# Analysis of Biological Resilience in the Aging Population
**Author**: Dr. Jose Alvarez Bustamante, PhD
**Field:** Applied Data Science & Biophysics
**Target Sector**: Silver Economy / Health-Tech / Insurance

---

## 1. Project Overview and Business Value

As the global population shift towards and older demographic, often referred to as the **"Silver Economy"**, understanding aging chronological years is vital.

This project goes beyond simple data visualization. It aims to model **Homestatic Stability** (resilience) using biomarkers. For healthcare providers and insurance companies, identifying individuals with high biological resilience means better risk assessment and personalized intervention strategies.

## 2. Research Question

*Can we identify a "Biological Age" signature that predicts health stability better than chronological age alone using NHANES data?*

## 3. Methodology

We apply a **Biophysical approach** to data science, treating the human body as a complex system. We will use:

* **NHANES 2017-2018 Dataset**: The gold standard for health data.
* **Feature Engineering**: Creating composite indices for Cardiovascular and Metabolic health.
* **Statistical Modeling**: Correlation analysis and predictive modeling of health outcomes.




In [14]:
import pandas as pd
import numpy as np
import matplotlib.pyplot as plt
import seaborn as sns
from nhanes.load import load_NHANES_data

# Set aesthetics for professional plots
sns.set_theme(style="whitegrid")
plt.rcParams['figure.figsize'] = [10, 6]

# Loading the dataset
print("Loading NHANES 2017-2018 data...")
df = load_NHANES_data(year='2017-2018')

# Filtering for our target demographic (Silver Economy: Adults 60+)
silver_df = df[df['AgeInYearsAtScreening'] >= 60].copy()
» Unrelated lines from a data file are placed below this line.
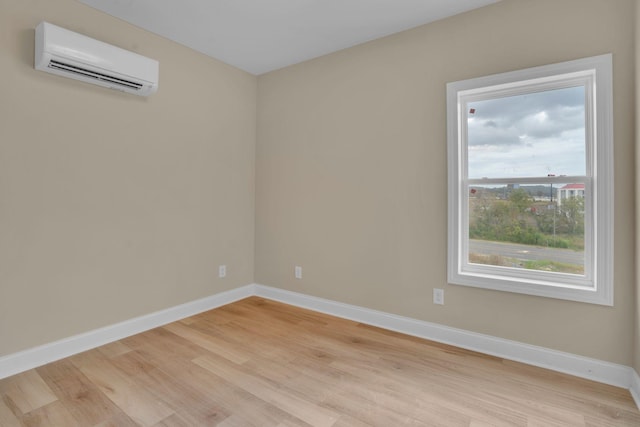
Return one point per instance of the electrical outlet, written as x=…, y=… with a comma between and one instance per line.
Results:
x=438, y=296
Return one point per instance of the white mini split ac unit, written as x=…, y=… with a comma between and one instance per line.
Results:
x=65, y=53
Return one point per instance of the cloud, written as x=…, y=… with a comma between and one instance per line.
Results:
x=528, y=135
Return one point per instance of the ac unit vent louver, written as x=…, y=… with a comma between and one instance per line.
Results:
x=73, y=55
x=91, y=74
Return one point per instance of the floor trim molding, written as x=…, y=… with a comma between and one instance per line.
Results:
x=32, y=358
x=634, y=389
x=579, y=366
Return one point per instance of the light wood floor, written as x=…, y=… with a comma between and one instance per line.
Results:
x=262, y=363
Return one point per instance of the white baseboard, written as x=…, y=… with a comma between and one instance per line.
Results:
x=635, y=387
x=28, y=359
x=579, y=366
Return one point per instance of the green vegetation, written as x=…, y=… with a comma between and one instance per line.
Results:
x=517, y=218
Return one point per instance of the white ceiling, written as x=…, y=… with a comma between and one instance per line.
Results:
x=263, y=35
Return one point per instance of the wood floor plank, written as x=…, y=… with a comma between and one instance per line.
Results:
x=80, y=396
x=52, y=415
x=7, y=417
x=27, y=391
x=294, y=405
x=137, y=402
x=260, y=363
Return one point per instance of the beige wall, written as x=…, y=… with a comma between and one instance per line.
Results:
x=113, y=205
x=351, y=171
x=636, y=364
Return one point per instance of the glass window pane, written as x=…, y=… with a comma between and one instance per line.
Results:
x=529, y=135
x=528, y=226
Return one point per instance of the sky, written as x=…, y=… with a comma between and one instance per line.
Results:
x=530, y=135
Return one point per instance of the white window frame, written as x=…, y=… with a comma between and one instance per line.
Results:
x=596, y=286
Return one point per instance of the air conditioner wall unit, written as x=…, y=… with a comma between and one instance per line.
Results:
x=68, y=54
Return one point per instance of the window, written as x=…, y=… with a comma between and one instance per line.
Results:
x=530, y=181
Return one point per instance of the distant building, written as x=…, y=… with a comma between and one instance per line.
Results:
x=570, y=191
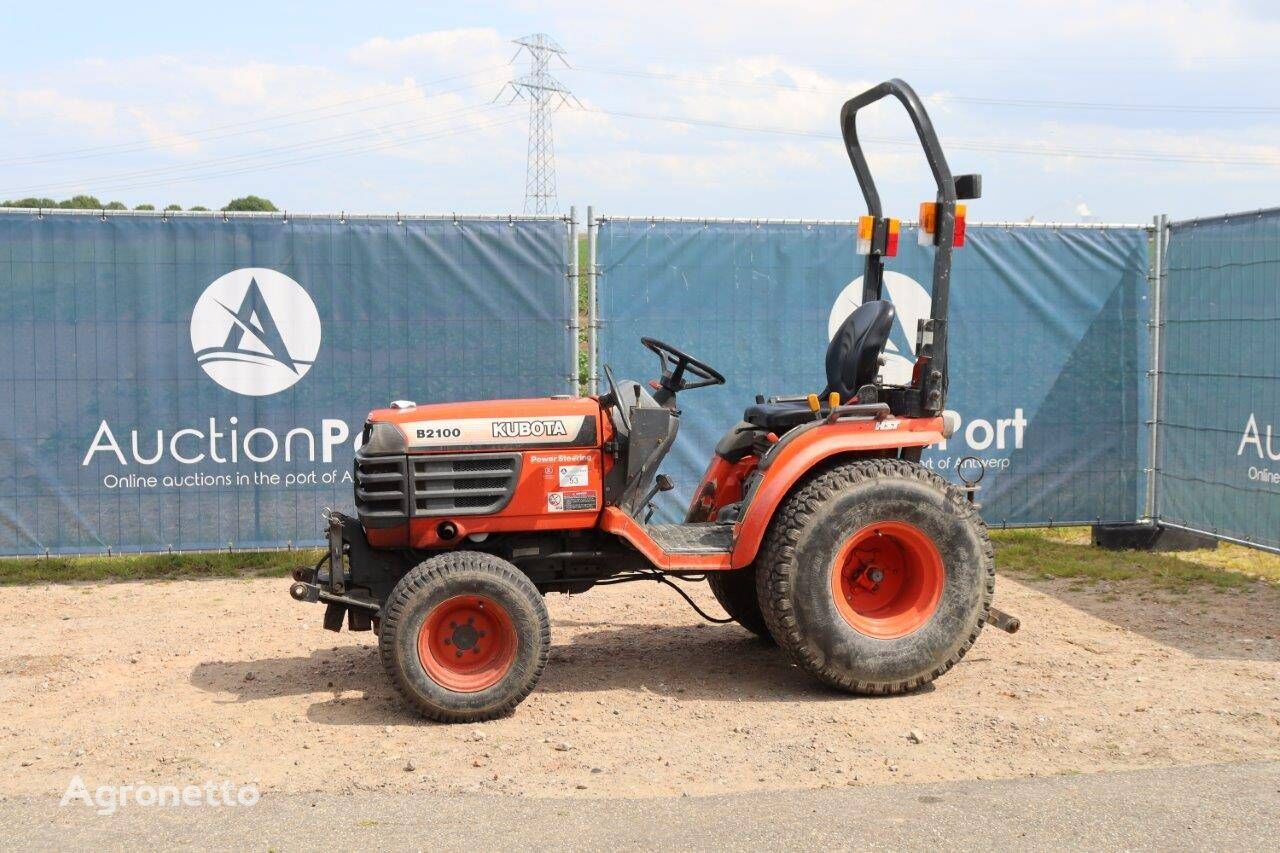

print(f"Dataset loaded. Total participants over 60 years old: {len(silver_df)}")
silver_df.head()

Loading NHANES 2017-2018 data...
Dataset loaded. Total participants over 60 years old: 2018


Unnamed: 0_level_0,GeneralHealthCondition,EverBreastfedOrFedBreastmilk,AgeStoppedBreastfeedingdays,AgeFirstFedFormuladays,AgeStoppedReceivingFormuladays,AgeStartedOtherFoodbeverage,AgeFirstFedMilkdays,TypeOfMilkFirstFedWholeMilk,TypeOfMilkFirstFed2Milk,TypeOfMilkFirstFed1Milk,...,DaysSmokedCigsDuringPast30Days,AvgCigarettesdayDuringPast30Days,TriedToQuitSmoking,TimesStoppedSmokingCigarettes,HowLongWereYouAbleToStopSmoking,UnitOfMeasureDayweekmonthyear_2_SMQ,CurrentSelfreportedHeightInches,CurrentSelfreportedWeightPounds,TriedToLoseWeightInPastYear,TimesLost10LbsOrMoreToLoseWeight
SEQN,Unnamed: 1_level_1,Unnamed: 2_level_1,Unnamed: 3_level_1,Unnamed: 4_level_1,Unnamed: 5_level_1,Unnamed: 6_level_1,Unnamed: 7_level_1,Unnamed: 8_level_1,Unnamed: 9_level_1,Unnamed: 10_level_1,Unnamed: 11_level_1,Unnamed: 12_level_1,Unnamed: 13_level_1,Unnamed: 14_level_1,Unnamed: 15_level_1,Unnamed: 16_level_1,Unnamed: 17_level_1,Unnamed: 18_level_1,Unnamed: 19_level_1,Unnamed: 20_level_1,Unnamed: 21_level_1
93705.0,Good,,,,,,,,,,...,,,,,,,63.0,165.0,0.0,11 times or more
93708.0,Good,,,,,,,,,,...,,,,,,,60.0,118.0,0.0,Never
93709.0,,,,,,,,,,,...,30.0,5.0,0.0,,,,62.0,200.0,0.0,6 to 10
93713.0,Very good,,,,,,,,,,...,30.0,15.0,1.0,3.0,1.0,Days,70.0,165.0,0.0,Never
93715.0,Fair or,,,,,,,,,,...,30.0,25.0,1.0,3.0,2.0,Days,68.0,154.0,0.0,Never


## 4. Exploratory Data Analysis (EDA) - Statistical Distribution

In this section, we examine the distribution of key biomarkers within 60+ population.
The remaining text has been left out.